I think there's room for both models in our tertiary institutions, and horses for courses and all that, but this week took us a step closer to turning our universities into places you attend just for the piece of paper.
Unless you're rich, of course.
Ah, doesn't money change everything?
Because, now that the South Australia-focused Centre Alliance party has backed the Federal Government's university funding changes, a four-year degree in some disciplines could cost about $58,000, effectively cutting less financially well-endowed students off from degrees such as arts, law and commerce.
The flip-side is that nursing, teaching, engineering, maths and agriculture, among other things, just got a lot cheaper.
I have no complaints about that - more power to them - and I'm not unaware that the government is using the fee changes to massage people into industries that need graduates, just as it is trying to avoid a glut of qualified but unemployed lawyers.
But I do object to (effectively) family money being the only avenue to buy yourself the time and opportunity to learn and think deeply about the world.
Unless, of course, you defer your fees, saddling yourself with decades of debt, to which (because, law aside, many humanities-related professions don't bring in the big bucks) you drip-feed payments via your tax.
Senator Jacqui Lambie opposed the bill in her usual plain language: "I'm not going to tell the country that poor people can't get their dream jobs."
Meanwhile, Centre Alliance MP Rebekha Sharkie gave herself whiplash flipping onto the Coalition's side, after earlier climbing on the #MyArtsDegree outrage wagon.

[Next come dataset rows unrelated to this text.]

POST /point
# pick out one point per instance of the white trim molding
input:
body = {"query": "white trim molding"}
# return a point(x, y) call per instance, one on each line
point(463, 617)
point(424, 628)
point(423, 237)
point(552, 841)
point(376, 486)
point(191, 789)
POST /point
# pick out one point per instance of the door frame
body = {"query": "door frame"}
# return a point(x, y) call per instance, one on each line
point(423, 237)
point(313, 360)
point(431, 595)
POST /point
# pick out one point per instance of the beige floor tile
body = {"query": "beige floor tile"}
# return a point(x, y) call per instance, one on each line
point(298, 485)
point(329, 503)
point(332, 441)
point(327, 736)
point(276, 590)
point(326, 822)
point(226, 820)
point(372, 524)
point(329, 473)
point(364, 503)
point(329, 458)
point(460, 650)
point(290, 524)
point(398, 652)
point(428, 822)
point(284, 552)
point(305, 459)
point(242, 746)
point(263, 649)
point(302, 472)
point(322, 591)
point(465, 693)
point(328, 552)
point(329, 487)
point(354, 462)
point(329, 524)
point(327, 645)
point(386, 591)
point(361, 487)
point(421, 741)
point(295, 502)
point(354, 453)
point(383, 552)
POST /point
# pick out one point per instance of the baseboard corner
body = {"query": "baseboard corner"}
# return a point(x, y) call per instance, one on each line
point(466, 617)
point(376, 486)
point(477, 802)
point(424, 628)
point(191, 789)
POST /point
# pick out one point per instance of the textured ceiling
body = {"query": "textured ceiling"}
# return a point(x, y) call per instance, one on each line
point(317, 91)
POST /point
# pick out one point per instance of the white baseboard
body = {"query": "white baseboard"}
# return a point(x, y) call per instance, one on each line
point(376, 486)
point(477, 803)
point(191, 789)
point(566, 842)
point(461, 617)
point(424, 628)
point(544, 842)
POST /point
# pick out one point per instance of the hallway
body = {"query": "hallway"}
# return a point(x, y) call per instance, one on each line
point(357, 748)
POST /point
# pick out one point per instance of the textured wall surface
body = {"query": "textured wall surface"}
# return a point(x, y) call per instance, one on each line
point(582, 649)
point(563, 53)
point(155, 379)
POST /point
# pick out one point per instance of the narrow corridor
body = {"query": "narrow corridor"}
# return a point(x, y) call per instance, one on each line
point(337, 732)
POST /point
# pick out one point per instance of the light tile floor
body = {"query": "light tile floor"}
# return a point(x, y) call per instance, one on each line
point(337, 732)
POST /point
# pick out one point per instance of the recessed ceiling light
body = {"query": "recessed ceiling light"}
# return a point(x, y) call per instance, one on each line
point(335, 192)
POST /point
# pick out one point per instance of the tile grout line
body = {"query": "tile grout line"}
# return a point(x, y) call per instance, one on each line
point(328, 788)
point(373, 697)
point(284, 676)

"I will be forever grateful to @Flinders for #MyArtsDegree. It took me 10 years to complete while working and raising three children. I would not have had my career or the privilege of sitting in the #HoR without it," she wrote on Twitter in June.
But now her party has negotiated for benefits for South Australia, they've thrown the rest of Australia's students under the bus.
And this in the year that made the end of high school incredibly stressful, on-site university learning untenable and casual unemployment patchy at best.
Welcome to university, kids!
The humanities allow us to enquire into what it is to be human, and teach us about how we live and interact.
Without arts and law graduates, equipped with valuable creative and critical thinking skills, our future will be darker, dumber and a whole lot less diverse.